Findings support the presence of protein leverage in a general pediatric population: lower dietary protein proportion is associated with higher total energy intake, and mixture models confirm protein as the primary macronutrient explaining TEI variance. Despite higher TEI on lower-protein diets, adiposity did not increase, likely due to compensatory increases in total energy expenditure, indicating energy balance in this cohort. The lack of association between TEI and BMI z-score may also reflect underreporting of TEI, as suggested by TEE/TEI ratios >1, and the relatively healthy diet and weight status of the cohort. The results align with PL/PLH theory and imply that in environments with protein dilution (e.g., high ultra-processed food intake), PL could contribute to increased adiposity in youth. The study underscores the importance of considering macronutrient composition, not just calories, and using mixture modeling to disentangle compositional effects. Subgroup analyses show higher TEI in boys but no modulation of PL by sex, puberty, or intervention participation.

This population-based cohort study provides the first evidence of protein leverage among children and adolescents, with consistent inverse associations between dietary protein proportion and energy intake across three ages. In this generally healthy-weight cohort, increased energy intake on lower-protein diets was offset by higher energy expenditure and did not translate into greater adiposity.
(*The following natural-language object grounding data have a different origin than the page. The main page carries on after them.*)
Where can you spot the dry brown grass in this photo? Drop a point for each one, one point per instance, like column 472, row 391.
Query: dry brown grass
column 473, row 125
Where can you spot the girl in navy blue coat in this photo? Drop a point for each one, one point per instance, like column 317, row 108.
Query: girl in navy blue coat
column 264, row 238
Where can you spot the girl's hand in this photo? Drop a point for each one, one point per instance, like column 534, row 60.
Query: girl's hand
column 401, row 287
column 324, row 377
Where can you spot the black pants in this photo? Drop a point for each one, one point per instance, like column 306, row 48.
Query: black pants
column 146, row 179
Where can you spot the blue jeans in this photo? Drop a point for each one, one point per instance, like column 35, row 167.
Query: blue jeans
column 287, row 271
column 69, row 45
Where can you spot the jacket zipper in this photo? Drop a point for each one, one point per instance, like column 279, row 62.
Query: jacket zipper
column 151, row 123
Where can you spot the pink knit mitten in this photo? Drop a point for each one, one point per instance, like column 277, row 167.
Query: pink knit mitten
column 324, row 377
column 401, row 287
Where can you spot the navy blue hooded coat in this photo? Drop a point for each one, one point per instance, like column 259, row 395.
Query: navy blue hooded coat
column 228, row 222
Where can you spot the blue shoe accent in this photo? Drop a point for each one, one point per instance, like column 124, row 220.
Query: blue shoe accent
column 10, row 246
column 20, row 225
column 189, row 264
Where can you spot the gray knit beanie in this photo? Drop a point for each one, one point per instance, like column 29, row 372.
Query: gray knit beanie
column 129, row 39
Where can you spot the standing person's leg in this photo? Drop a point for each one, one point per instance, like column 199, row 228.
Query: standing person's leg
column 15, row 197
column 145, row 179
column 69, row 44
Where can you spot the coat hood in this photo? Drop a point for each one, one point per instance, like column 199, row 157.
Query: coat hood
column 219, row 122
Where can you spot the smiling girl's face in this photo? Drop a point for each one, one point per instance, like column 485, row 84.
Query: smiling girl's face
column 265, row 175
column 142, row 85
Future research should examine cohorts with higher exposure to ultra-processed, protein-diluted diets, employ longitudinal designs with shorter assessment intervals, and further assess developmental factors such as puberty in relation to PL.

- Cross-sectional analyses at each timepoint limit causal inference regarding changes in TEI and adiposity; more frequent longitudinal assessments are needed. - Cohort had relatively low prevalence of overweight/obesity and a comparatively healthy food environment, potentially limiting generalizability to settings with higher ultra-processed food exposure. - Underreporting of dietary intake likely (TEE/TEI >1), particularly in adolescents, may attenuate observed associations. - Sub-analyses for puberty effects involved smaller subsamples, reducing power.